Overall, increasing trends in TDR both in Rio de Janeiro and Sao Paulo can be observed, reaching high levels (>15%) in many of the most recent surveys, and with NRTI and NNRTI being the most affected drug classes.

South region

TDR data for the South Region of Brazil are available from 8 surveys (4 in Rio Grande do Sul State; 2 in Paraná State; 1 in Santa Catarina State, and 1 in the whole sub-region), 7 in mixed populations and 1 in inmates.

An increasing overall TDR trend can be observed comparing TDR surveys in Rio Grande do Sul State from 2004 to 2008, mainly based in the capital city Porto Alegre, from low (3.1%) to moderate (8.1%) levels [87-89] [87, 89–91]. Moderate overall TDR levels have also been reported in other southern capitals: Curitiba (7.0%) [92] and Florianapolis (9.7%) [93], mainly associated to low or moderate NRTI and NNRTI TDR levels.

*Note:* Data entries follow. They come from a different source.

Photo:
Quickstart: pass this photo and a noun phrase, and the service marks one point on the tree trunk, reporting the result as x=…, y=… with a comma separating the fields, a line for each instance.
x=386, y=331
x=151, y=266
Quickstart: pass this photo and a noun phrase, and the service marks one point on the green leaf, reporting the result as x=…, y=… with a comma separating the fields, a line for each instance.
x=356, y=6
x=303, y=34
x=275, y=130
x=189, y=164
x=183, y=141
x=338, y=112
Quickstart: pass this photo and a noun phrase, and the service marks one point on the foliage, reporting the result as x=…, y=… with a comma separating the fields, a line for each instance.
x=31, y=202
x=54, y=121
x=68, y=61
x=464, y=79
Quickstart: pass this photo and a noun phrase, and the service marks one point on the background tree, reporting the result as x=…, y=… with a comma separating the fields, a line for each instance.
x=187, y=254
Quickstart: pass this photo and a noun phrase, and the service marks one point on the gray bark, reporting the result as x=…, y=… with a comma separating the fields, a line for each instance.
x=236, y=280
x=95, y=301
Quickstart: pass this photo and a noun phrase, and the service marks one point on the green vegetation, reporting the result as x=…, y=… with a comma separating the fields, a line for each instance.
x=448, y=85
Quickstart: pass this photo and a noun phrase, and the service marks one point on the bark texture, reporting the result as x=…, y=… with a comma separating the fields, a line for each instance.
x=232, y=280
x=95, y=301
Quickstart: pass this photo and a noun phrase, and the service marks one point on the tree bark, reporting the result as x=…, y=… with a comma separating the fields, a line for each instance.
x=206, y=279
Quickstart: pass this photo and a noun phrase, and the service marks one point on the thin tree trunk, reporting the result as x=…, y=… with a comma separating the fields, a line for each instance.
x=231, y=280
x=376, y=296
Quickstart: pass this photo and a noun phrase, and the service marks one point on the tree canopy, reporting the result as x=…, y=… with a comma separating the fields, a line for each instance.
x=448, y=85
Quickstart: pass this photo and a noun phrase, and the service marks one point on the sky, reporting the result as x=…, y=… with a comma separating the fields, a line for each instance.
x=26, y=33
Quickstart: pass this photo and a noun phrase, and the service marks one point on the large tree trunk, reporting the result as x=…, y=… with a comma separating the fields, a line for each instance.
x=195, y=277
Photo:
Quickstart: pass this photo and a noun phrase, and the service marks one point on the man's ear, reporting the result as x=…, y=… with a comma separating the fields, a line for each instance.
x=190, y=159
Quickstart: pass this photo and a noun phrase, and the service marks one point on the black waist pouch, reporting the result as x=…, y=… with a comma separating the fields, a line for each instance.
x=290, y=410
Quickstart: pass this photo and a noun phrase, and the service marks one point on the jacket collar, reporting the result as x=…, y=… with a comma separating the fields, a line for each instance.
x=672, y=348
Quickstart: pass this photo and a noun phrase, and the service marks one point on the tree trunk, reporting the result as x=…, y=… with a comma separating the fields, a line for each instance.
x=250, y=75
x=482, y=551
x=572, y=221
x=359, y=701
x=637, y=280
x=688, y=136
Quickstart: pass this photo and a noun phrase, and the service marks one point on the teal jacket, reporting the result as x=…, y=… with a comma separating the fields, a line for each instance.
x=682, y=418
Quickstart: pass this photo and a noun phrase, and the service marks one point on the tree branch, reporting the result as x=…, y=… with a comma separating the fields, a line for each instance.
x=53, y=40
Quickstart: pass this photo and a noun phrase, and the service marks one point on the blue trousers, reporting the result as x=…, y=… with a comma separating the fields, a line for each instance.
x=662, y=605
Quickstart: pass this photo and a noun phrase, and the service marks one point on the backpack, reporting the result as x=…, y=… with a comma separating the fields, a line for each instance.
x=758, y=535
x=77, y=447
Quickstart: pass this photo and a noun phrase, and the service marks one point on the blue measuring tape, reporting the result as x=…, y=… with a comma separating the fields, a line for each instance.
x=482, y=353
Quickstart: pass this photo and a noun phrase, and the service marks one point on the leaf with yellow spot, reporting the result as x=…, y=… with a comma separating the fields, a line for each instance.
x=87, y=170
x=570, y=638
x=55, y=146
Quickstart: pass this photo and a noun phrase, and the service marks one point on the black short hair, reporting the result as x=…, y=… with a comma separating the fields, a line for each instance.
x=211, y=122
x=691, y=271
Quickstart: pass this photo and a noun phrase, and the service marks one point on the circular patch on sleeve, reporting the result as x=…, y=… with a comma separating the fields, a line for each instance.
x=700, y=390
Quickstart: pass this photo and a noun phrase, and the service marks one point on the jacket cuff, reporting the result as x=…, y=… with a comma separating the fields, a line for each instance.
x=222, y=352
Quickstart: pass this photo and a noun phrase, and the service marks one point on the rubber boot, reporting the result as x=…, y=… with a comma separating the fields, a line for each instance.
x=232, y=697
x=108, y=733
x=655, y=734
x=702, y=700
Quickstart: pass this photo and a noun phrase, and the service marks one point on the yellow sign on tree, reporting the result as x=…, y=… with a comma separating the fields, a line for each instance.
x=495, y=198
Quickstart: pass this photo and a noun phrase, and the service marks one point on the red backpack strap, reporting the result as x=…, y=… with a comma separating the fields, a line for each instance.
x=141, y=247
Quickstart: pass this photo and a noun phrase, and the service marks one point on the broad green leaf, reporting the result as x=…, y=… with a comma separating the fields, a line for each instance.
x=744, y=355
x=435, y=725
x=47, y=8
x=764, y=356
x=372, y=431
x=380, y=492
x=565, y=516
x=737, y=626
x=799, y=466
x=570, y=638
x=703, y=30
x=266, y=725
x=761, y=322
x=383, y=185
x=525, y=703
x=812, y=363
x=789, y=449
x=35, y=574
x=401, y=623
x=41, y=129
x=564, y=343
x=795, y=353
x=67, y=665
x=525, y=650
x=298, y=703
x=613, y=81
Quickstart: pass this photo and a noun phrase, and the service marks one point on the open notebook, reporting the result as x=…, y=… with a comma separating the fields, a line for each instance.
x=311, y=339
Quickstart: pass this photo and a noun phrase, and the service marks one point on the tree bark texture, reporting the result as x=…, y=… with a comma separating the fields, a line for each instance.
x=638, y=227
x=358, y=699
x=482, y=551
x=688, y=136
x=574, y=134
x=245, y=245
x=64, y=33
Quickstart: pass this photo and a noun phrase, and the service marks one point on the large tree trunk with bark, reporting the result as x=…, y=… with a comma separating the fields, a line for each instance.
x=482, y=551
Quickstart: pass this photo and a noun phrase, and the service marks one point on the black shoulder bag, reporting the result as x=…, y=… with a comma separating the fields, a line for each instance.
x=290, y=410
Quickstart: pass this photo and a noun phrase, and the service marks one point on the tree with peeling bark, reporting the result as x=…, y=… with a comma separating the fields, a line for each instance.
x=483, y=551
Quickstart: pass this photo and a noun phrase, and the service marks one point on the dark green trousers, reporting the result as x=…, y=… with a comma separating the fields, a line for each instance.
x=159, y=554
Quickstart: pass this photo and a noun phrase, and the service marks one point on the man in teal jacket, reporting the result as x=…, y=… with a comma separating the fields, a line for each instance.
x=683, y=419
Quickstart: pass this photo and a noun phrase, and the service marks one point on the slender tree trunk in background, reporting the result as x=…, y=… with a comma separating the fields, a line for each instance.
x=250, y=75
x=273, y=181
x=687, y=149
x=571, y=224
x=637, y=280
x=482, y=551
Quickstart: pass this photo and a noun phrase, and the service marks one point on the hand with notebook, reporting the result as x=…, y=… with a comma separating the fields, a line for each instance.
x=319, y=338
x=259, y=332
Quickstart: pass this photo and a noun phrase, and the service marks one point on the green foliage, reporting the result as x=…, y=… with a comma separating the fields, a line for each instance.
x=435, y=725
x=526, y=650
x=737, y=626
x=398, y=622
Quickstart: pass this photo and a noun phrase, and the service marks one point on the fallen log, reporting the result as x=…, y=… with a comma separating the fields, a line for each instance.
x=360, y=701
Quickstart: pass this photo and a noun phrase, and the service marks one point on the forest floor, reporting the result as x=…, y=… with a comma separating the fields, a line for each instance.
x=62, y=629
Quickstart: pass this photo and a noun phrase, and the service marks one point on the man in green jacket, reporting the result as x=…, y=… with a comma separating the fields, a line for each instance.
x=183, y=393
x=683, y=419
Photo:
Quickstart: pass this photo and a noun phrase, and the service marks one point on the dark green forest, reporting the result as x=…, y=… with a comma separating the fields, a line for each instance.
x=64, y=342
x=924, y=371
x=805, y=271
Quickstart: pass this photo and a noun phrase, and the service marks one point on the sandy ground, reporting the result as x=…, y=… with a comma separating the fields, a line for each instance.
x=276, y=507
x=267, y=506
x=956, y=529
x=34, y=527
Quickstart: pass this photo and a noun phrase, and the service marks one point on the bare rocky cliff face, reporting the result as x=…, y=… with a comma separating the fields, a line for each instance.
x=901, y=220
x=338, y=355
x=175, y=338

Additionally, a recent TDR threshold WHO survey in Maringá, Parana reported low overall TDR levels [94]. Of note, a recent survey in inmates in the Porto Alegre area reported high levels of TDR associated to an alarming proportion of virologic failure and high secondary drug resistance [95].

Central-west region

Seven TDR surveys have been performed in the Central-West Region in Goias, Mato Grosso, Mato Grosso do Sul and Tocantins States (4 in mixed population, 3 in pregnant women).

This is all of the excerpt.